As well as introducing changes to relax rules created in reaction to the global financial crisis, Reeves told City executives that “we must do more to ensure that British savers benefit from the success of growing British businesses”.
She highlighted the pension schemes bill, which proposes creating defined contribution and Local Government Pension Scheme “megafunds”, with Reeves saying they “will mean larger and more powerful pots of funding invested productively across the country”.
The Mansion House Accord also featured, where signatories pledge to invest at least 10% of their defaults into private assets, of which half is earmarked for UK projects, and Reeves congratulated the Lord Mayor of London on a recently launched ‘employer pledge’ to prioritise value when choosing a pension provider.
Consumer Duty comes under scrutiny
On the financial sector more broadly, the chancellor wants regulators to regulate for growth, saying: “I am rolling back regulation that has gone too far in seeking to eliminate risk.”
Among the measures are reduced capital requirements, a relaxed senior managers regime, and the Financial Services Ombudsman having its wings clipped. Draft legislation is due in early 2026 to replace the EU’s alternative investment fund managers directive, she observed, and noted that the government has chosen not to create a UK green taxonomy after all.
The chancellor has also tasked the Financial Conduct Authority with “assessing the impact of the Consumer Duty and whether it unduly [affects] wholesale activity”.
The Investment Association welcomed the announcements. Chief executive Chris Cummings said: “Cutting red tape to attract investment and drive growth will help ensure the UK remains a world-leading centre for investment management, in particular the reforms to the Financial Ombudsman Service and the Senior Managers and Certification Regime as well as the review of Consumer Duty.”
Others are alarmed; the Transparency Task Force has written an open letter to the Treasury Select Committee and is calling for an urgent parliamentary intervention as consumer protections are being rolled back.
“What we are witnessing is not technical regulatory adjustment but regulatory amnesia in relation to the lessons learned from the 2008 financial crisis,” said TTF founder Andy Agathangelou. “The apparent coordination between HM Treasury and supposedly independent regulators reveals a system of regulatory capture that puts industry profits ahead of market stability and consumer protection.”

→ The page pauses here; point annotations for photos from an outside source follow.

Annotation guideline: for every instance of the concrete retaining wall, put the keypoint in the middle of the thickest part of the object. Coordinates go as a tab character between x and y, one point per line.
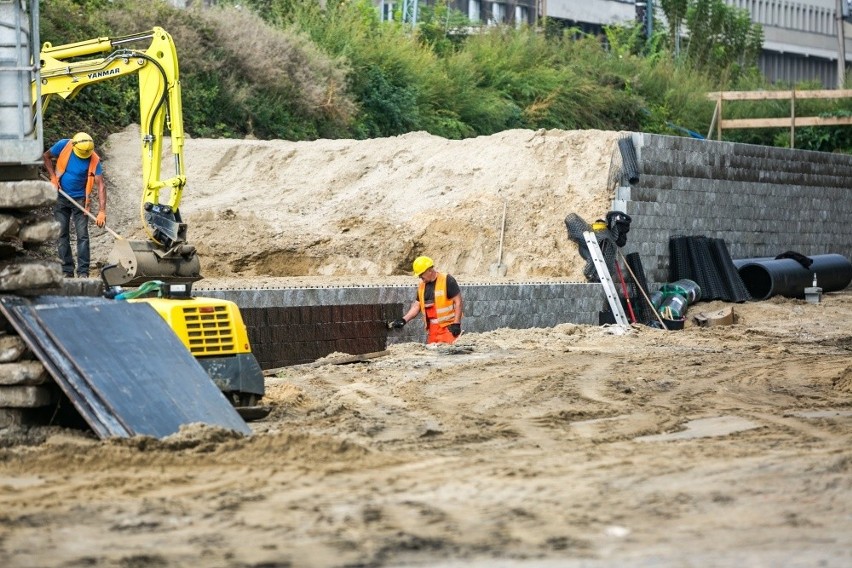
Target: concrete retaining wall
761	201
351	319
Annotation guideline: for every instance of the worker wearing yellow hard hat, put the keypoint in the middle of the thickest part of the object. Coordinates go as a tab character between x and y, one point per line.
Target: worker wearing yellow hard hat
75	172
438	299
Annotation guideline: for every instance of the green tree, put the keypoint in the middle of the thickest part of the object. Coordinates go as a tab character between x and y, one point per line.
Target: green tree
723	41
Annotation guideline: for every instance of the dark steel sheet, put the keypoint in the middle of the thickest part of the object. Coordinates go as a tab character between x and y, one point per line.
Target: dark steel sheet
121	365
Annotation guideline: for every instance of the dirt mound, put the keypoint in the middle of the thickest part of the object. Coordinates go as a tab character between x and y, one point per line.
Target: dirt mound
339	208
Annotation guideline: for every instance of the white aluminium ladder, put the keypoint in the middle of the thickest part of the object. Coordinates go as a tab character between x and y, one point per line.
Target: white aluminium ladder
605	278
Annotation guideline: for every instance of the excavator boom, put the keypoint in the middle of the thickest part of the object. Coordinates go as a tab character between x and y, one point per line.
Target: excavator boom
65	71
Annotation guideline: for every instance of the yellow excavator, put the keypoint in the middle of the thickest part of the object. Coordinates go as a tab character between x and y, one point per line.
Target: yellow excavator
162	268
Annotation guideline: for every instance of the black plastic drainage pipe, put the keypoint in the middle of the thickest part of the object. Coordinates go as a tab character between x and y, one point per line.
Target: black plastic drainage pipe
765	278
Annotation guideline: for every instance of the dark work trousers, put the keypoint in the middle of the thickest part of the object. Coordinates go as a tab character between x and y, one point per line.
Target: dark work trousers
64	212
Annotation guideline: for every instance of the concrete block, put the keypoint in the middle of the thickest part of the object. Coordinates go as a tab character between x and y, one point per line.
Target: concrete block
24	396
22	373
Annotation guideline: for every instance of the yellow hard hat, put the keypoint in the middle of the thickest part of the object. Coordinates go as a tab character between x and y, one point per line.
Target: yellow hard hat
422	264
83	145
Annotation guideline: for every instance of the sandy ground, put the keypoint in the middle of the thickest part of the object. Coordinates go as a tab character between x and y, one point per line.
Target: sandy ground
343	208
571	446
575	446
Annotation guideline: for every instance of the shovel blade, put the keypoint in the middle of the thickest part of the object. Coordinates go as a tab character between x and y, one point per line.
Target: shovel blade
132	263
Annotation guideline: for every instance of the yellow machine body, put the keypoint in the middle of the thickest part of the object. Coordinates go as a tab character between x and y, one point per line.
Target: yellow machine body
209	327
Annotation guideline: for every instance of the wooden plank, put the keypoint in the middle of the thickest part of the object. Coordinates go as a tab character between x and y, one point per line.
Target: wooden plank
785	122
779	95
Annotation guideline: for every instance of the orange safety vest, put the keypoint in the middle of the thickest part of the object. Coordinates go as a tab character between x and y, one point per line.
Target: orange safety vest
62	163
444	312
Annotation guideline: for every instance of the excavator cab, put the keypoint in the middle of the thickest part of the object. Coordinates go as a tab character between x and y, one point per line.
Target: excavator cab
158	271
211	329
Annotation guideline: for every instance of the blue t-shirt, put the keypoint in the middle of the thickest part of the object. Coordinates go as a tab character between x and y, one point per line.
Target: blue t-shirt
73	181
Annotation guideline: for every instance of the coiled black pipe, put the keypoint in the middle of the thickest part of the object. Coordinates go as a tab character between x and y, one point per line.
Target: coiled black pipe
765	278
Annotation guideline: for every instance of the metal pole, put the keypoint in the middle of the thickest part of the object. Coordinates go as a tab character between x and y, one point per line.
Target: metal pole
649	18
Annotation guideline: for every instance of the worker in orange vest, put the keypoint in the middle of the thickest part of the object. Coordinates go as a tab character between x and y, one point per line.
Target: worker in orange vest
76	171
438	299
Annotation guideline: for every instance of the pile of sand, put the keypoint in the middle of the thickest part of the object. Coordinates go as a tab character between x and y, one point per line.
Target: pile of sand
344	208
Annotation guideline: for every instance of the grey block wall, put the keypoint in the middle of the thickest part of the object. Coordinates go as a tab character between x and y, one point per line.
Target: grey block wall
761	201
486	306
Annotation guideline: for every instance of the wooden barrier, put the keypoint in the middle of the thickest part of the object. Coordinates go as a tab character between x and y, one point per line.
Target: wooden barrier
792	122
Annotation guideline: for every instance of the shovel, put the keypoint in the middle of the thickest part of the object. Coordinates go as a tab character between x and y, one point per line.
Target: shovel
498	268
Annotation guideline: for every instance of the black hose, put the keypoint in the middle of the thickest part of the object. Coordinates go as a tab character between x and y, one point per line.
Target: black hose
785	277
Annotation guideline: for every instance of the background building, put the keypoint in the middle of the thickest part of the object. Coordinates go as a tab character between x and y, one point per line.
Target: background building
801	36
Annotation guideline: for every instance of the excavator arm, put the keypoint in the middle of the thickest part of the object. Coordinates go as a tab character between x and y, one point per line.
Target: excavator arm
66	70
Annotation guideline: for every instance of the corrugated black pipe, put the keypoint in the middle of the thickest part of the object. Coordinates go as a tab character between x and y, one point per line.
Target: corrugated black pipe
786	277
628	160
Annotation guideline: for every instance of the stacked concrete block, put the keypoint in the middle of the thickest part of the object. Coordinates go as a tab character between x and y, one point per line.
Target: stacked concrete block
24	382
294	325
761	201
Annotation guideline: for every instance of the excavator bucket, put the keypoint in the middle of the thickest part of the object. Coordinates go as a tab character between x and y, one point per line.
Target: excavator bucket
132	263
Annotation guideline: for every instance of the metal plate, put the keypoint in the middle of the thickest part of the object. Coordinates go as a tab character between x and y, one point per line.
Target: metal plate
121	365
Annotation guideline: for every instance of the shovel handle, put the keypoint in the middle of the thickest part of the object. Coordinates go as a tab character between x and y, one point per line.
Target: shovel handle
88	213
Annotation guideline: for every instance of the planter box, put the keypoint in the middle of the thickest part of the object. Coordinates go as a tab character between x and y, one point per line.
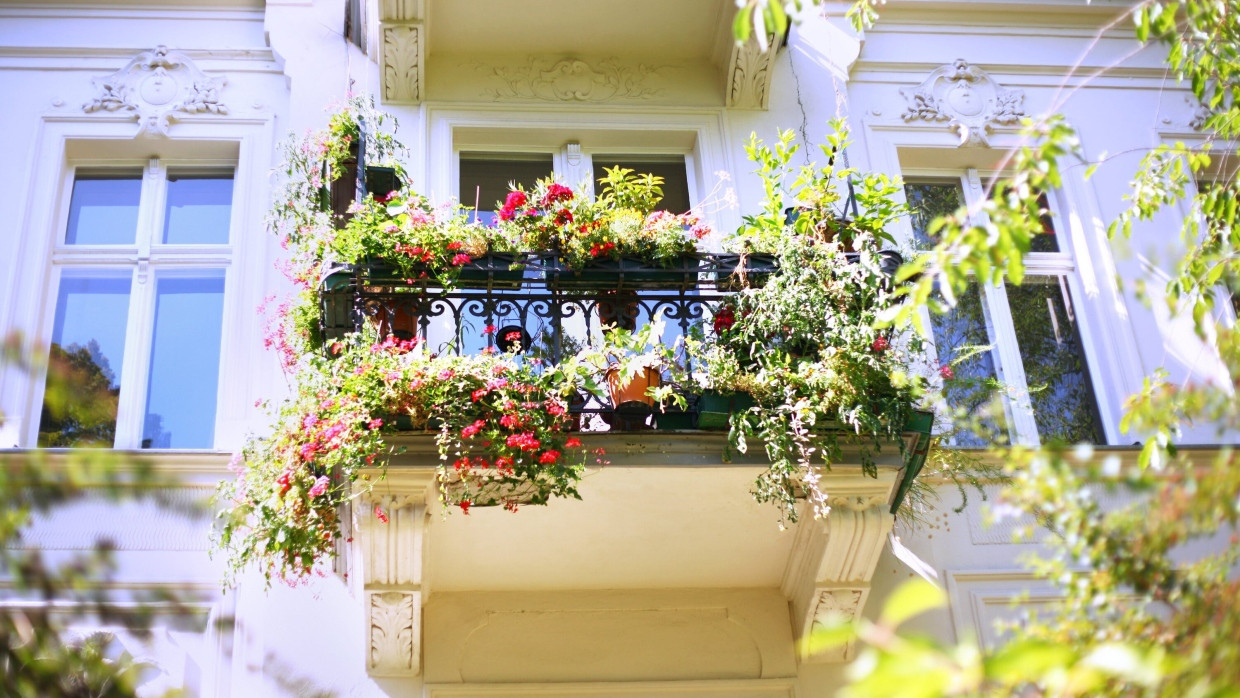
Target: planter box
625	273
714	409
494	270
675	420
758	269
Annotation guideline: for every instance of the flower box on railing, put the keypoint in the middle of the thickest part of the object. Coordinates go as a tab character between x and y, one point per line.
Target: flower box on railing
626	273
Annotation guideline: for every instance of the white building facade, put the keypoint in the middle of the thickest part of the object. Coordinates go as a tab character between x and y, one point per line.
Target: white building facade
667	579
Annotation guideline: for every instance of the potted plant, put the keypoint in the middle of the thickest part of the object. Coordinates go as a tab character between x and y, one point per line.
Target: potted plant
619	241
402	238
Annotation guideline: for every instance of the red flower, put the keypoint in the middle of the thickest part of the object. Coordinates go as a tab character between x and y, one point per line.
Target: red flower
557	192
516	200
525	441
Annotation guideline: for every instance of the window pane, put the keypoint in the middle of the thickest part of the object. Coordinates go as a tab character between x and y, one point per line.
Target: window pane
485	177
84	362
929	201
961	335
103	208
199	208
1047	239
676	186
1054	363
185	363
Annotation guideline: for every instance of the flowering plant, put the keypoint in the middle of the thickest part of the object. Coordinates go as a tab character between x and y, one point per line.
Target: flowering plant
804	345
418	241
502	435
620	222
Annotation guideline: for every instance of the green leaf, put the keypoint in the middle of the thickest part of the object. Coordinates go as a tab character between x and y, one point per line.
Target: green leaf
910	599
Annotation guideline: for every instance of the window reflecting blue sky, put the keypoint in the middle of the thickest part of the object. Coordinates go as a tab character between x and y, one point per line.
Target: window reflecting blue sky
185	362
104	208
197	210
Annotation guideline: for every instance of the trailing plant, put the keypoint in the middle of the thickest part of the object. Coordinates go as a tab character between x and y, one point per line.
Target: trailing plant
502	439
620	222
417	239
804	344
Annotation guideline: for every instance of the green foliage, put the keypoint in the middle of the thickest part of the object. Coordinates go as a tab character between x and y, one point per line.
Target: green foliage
46	599
1150	594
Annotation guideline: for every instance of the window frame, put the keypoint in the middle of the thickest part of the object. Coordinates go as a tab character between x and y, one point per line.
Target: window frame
997	309
60	144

Adequacy review could still be announced before summer
Reeves did not announce a much-anticipated review of pensions adequacy during her address, disappointing pensions industry expectations. mallowstreet understands this will be kicked off by the Department for Work and Pensions, rather than the Treasury, and could still be made public before parliament rises on Tuesday.
The review was originally scheduled to take place in late 2024 but was postponed by the Treasury after employers were unhappy about being saddled with a £25bn hike in national insurance contributions, at the same time as the national minimum wage increased as well.
What the upcoming adequacy review will focus on is unclear. While in the pensions industry there is consensus that minimum pension contribution levels need to rise from the current 8%, especially for employers, the government is reluctant to put further financial pressure on these, and the pensions minister has repeatedly said that contributions should not be the sole focus.
Instead, the government has been emphasising the role of higher returns, claiming this can be achieved through private market investments. Torsten Bell also recently hinted at a need for risk sharing, something pure DC schemes do not do by design.
Legislation to expand collective DC schemes to multi-employer providers is expected later this year, and the government has suggested it also wants to see retirement-only CDC in future as part of guided retirement solutions.
Mandation powers not mentioned
A reserve power with which the government could force pension funds to invest in ‘productive' assets was not mentioned in the speech either, whether for being too incendiary or because of uncertainty about whether it will remain in the bill. At its second reading, an opposition MP accused the government of wanting to direct where schemes invest, calling it "government procurement by the back door".